I am aware of four ways of achieving this, each with their own advantages and
drawbacks. In two cases the encoded strings comprise ASCII characters, in the
other two they are binary (bytes can take all possible values).
1. ujson (ASCII, official)
2. pickle (ASCII, official)
3. ustruct (binary, official)
4. protobuf [binary, unofficial](https://github.com/dogtopus/minipb)
The first two are self-describing: the format includes a definition of its
structure. This means that the decoding process can re-create the object in the
absence of information on its structure, which may therefore change at runtime.

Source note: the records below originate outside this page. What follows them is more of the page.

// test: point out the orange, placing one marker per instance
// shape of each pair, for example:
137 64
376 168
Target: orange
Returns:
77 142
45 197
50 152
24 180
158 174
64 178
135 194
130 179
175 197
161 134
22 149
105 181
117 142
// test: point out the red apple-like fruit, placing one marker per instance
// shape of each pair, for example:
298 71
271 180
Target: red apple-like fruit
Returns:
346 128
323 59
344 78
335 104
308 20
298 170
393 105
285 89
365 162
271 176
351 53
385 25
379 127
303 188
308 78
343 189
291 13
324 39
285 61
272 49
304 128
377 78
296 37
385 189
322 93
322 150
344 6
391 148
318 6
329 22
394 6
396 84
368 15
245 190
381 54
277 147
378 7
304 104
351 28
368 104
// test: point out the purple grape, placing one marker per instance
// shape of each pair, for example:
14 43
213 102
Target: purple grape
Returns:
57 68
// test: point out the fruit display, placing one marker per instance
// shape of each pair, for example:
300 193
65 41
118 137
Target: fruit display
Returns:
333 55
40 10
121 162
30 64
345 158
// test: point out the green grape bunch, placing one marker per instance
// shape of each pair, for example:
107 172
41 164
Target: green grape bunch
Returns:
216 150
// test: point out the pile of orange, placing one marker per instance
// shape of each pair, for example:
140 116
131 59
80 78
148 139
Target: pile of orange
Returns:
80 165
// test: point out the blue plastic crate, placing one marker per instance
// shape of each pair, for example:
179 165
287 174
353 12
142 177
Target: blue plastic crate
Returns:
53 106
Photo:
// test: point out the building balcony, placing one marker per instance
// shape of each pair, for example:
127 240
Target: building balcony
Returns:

Further, `ujson` and `pickle` produce human-readable byte sequences which aid
debugging. The drawback is inefficiency: the byte sequences are relatively
long. They are variable length. This means that the receiving process must be
provided with a means to determine when a complete string has been received.
The `ustruct` and `protobuf` solutions are binary formats: the byte sequences
comprise binary data which is neither human readable nor self-describing.
Binary sequences require that the receiver has information on their structure
in order to decode them. In the case of `ustruct` sequences are of a fixed
length which can be determined from the structure. `protobuf` sequences are
variable length requiring handling discussed below.
The benefit of binary sequences is efficiency: sequence length is closer to the
information-theoretic minimum, compared to the ASCII options.
# 2. ujson and pickle
These are very similar. `ujson` is documented
[here](http://docs.micropython.org/en/latest/library/ujson.html). `pickle` has
identical methods so this doc may be used for both.
The advantage of `ujson` is that JSON strings can be accepted by CPython and by
other languages. The drawback is that only a subset of Python object types can
be converted to legal JSON strings; this is a limitation of the
[JSON specification](http://www.ecma-international.org/publications/files/ECMA-ST/ECMA-404.pdf).
The advantage of `pickle` is that it will accept any Python object except for
instances of user defined classes. The extremely simple source may be found in
[the official library](https://github.com/micropython/micropython-lib/tree/master/pickle).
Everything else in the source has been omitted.